Наконец, добрался до двери. Глазок теперь находился в зрачке огромного синего глаза, а от пола к ручке тянулась нарисованная рука. Необычная дверь.
И сирена на машине у него с вывертом, хныкала вчера, как черт-те что.
Не было у меня ни первой фразы, ни улик, нечем было его припереть. Вся надежда на психологическое преимущество и неожиданность, которые, кстати, можно слегка усилить, слегка схулиганив.
Я спустился, нашел неподалеку архаровскую «Мицубиши» и дал ей хорошего пинка. Японка завыла не своим голосом. Стандартная сигнализация, кажется «Пиранья». Ночью было нечто совсем другое. Я даже растерялся, предвидя разборку с хозяином чужой машины, но весь набор «экологических» наклеек был налицо, вернее на заднице. Она, она.

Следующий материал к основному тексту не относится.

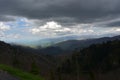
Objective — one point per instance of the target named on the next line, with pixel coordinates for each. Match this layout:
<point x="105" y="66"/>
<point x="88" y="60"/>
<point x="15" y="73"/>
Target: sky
<point x="31" y="20"/>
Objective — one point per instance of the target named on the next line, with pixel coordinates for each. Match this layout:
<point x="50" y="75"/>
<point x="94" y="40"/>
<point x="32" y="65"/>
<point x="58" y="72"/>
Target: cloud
<point x="4" y="27"/>
<point x="53" y="29"/>
<point x="64" y="11"/>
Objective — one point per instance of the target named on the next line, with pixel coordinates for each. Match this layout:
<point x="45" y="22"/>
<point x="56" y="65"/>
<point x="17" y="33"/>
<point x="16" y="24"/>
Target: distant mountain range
<point x="74" y="44"/>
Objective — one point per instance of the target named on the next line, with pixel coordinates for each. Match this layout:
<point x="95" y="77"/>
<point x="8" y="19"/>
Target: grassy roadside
<point x="19" y="73"/>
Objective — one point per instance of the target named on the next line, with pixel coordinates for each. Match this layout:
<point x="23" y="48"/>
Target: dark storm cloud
<point x="71" y="10"/>
<point x="114" y="24"/>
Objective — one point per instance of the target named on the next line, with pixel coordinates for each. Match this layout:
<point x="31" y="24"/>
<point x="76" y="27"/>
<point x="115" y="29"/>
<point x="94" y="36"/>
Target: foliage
<point x="20" y="74"/>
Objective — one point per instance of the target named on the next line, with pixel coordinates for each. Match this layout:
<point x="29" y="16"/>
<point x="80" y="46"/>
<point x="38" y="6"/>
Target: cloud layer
<point x="70" y="10"/>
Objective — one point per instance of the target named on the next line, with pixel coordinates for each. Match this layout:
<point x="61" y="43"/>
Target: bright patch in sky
<point x="23" y="29"/>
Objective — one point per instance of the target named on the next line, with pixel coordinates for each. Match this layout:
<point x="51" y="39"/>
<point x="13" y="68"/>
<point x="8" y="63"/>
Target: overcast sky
<point x="23" y="20"/>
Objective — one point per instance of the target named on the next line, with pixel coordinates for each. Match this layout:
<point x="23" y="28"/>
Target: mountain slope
<point x="74" y="44"/>
<point x="97" y="62"/>
<point x="10" y="73"/>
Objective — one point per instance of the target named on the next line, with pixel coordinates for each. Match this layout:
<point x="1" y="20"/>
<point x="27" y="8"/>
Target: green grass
<point x="19" y="73"/>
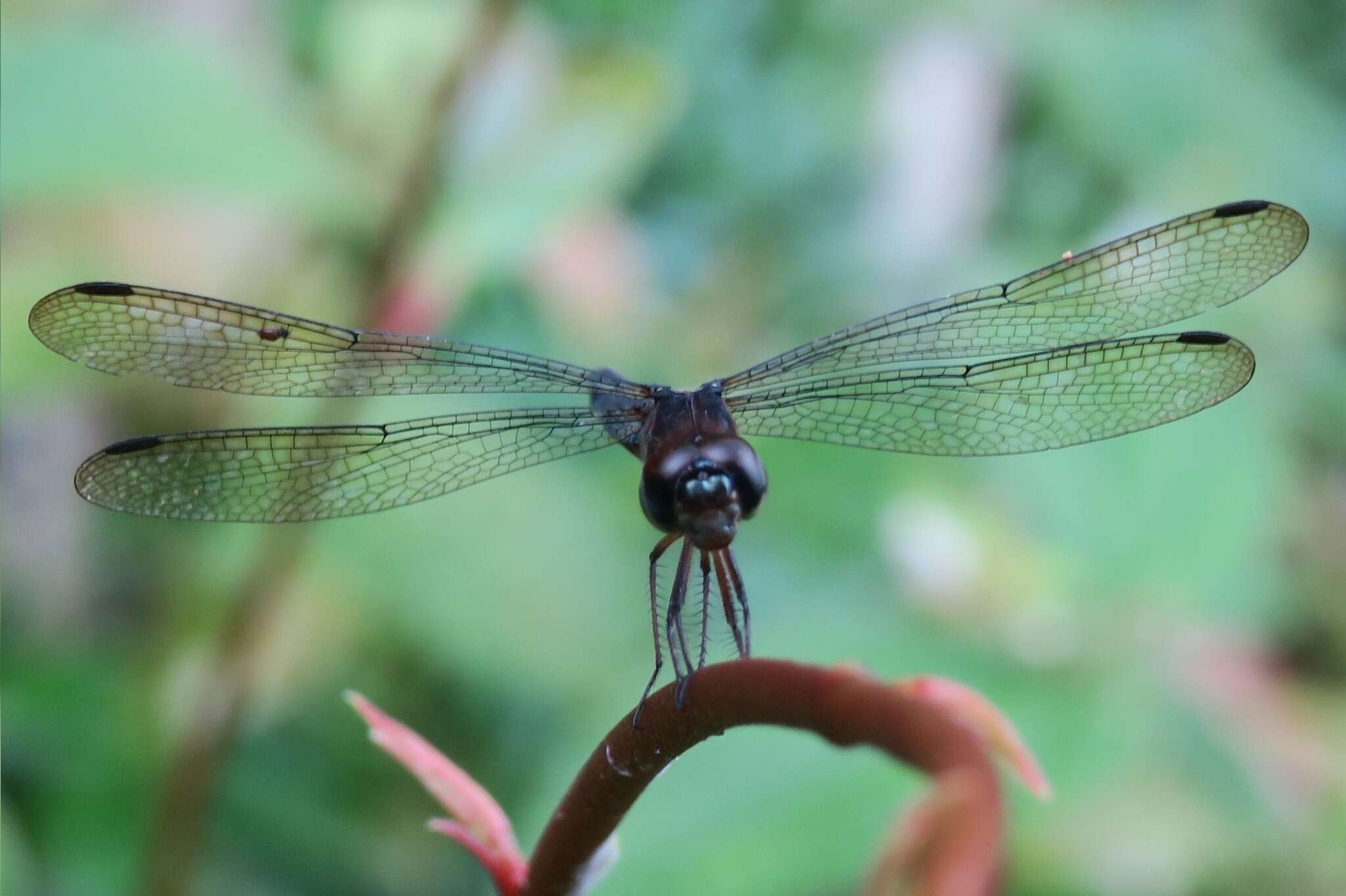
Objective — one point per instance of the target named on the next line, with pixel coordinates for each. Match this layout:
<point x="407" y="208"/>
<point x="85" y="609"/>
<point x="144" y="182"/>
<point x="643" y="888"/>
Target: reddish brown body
<point x="697" y="481"/>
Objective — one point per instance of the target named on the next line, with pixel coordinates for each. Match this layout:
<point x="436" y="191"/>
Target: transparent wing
<point x="1030" y="403"/>
<point x="1157" y="276"/>
<point x="208" y="344"/>
<point x="314" y="472"/>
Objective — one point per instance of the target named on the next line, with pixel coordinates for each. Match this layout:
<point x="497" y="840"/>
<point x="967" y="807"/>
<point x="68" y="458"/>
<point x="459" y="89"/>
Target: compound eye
<point x="737" y="458"/>
<point x="705" y="486"/>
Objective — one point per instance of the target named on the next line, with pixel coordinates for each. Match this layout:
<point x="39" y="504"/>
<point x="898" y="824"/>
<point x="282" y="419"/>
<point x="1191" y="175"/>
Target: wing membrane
<point x="315" y="472"/>
<point x="209" y="344"/>
<point x="1157" y="276"/>
<point x="1013" y="405"/>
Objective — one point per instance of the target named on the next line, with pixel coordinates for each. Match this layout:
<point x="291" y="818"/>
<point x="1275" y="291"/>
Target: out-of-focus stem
<point x="845" y="706"/>
<point x="179" y="820"/>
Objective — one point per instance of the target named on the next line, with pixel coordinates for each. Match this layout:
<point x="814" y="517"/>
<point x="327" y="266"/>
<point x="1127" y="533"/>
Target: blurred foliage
<point x="679" y="189"/>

А тут и Архар в купальном халате собственной персоной на балкон пожаловали, отключили сигнализацию и лишь потом соизволили признать:
— Боря!? Ты, что ли?!.. Что там случилось?
— Случилось! — озабоченно прокричал я. — Тебе сигнализацию подменили! Прошлой ночью она у тебя по-другому выла…
— Поднимись, пожалуйста, — попросил Артур.
Легче начинать разговор, когда тебя об этом попросили. С сигнализацией было абсолютно ничего непонятно, но ясно, что это зацепка. Моя задача теперь упростилась — держать многозначительную паузу, а он пусть говорит…
— Почему тебя интересует моя сигнализация, Боря?
— Раббанут интересуется — кто меняет сигнализации по субботам, — держать паузу легче всего за пустыми фразами.
Архар неласково улыбнулся:
— Конечно я ее не менял. Просто ночью ты слышал не мою машину. Так меня вызвали.
— Кто?
Архар постучал пальцем по стеклу шикарного аквариума, подсыпал корм и вздохнул:
— Ну… один близкий мне человек. Это уже не то, что не должно, а вообще не может тебя интересовать…
— Ошибаешься. Меня это очень интересует, — нарочито зевнул я и поозирался. Все-таки квартирка-студия — хорошее изобретение для холостяка. — Но будет интересовать недолго — до утра. Потому что утром начнется официальное полицейское расследование.
Архар сел на чурбан, служивший табуреткой и честно ужаснулся:
— Расследование чего?!
— И для тебя будет лучше, если я буду в курсе, — продолжал я свое.
— Господи, — простонал Архар, — о чем ты говоришь?! Ты же прекрасно знаешь, что я не мог убить эту несчастную собаку! Кто угодно, но только не я!
Я отвернулся к немытому окну, подавил спазм неуместного смеха и жестко сказал:
— Она вышла с тобой. Ты был последним, кто ее видел. Времени, в течение которого ты отсутствовал, было достаточно, чтобы сделать с нашей Козюлей то, что было с ней сделано.